Days to Maturity: 75 days
As low as $3.55
Musky, fragrant flowers and foliage excellent for tea and medicinal purposes.
Also known as Holy basil or Tulsi, our strain was selected by Frank Morton of Wild Garden Seed and is a temperate basil that is more adapted to North America than its tropical counterparts (such as O. tenuiflorum.). Many medicinal properties including adaptogenic, expectorant and anti-inflammatory qualities; also an immune stimulant. Approx. 40,000 seeds/oz.
- Temperate Tulsi
- Tea plant
- Attracts pollinators
Basil (Ocimum spp.) is a tender annual that prefers warm weather and rich soil. It is a popular culinary herb, cut flower, and can be used as a medicinal herb to calm the stomach.
Soil Nutrients and Requirements
Basil needs well drained but moist soil that is highly fertile. It is not drought tolerant, so even moisture levels are important for healthy growth.
1/4" deep. Transplanting is recommended; if direct seeding, sow 2-3 seeds per inch and thin to 4-8" apart.
Transplanting at 4-8" is recommended; if direct seeding, sow 2-3 seeds per inch and thin to 4-8" apart.
When to Sow
Start transplants indoors 6 weeks prior to planting out, or direct seed mid-spring through late summer. Basil is very sensitive to cold; use row cover to extend the season. Pinch buds to encourage branching and leaf production.
Harvest can begin once plants have become established, by pinching or cutting branches but leaving the plant to continue to produce leaves. A harvest of the full plant should be completed just before the plant starts to flower (flavor is significantly impacted once flowering occurs). Cut the entire plant 4-6" above the ground to promote a second growth.
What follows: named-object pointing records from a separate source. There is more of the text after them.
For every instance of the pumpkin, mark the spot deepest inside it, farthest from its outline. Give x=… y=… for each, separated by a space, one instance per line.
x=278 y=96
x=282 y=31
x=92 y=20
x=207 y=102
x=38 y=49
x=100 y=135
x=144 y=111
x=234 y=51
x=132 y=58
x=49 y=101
Store unwashed at room temperature to avoid browning. Do not store below 50°F.
- Aphids can be controlled by physical removal (spraying plants with water, but only in areas where gray mold and downy mildew are not an issue), insecticidal soap, or horticultural oil. Ladybugs or parasitic wasps can also be purchased to depress aphid populations.
- Japanese Beetles eat holes in the leaves, leaving the plants skeletonized. The best control methods include picking the beetles off plants and drowning them in a soapy water solution.
- Downy Mildew is a major problem for basil growers and is best avoided by selecting resistant varieties and ensuring good airflow and sufficient drying in controlled climates.
- Fusarium Wilt often results in stunted growth and wilted plants, and is best avoided by selecting resistant varieties.
- Gray Mold can appear in areas where moisture levels are high and airflow between plants is not sufficient. Ensuring good sanitary practices and appropriate plant spacing are among the best ways to avoid a breakout.
- Damping Off/Root Rot happens in the seedling stage when plants collapse after germinating. This can be avoided by using a clean potting soil source and sterilized pots. Avoid over-watering seedlings to reduce risk of damping off.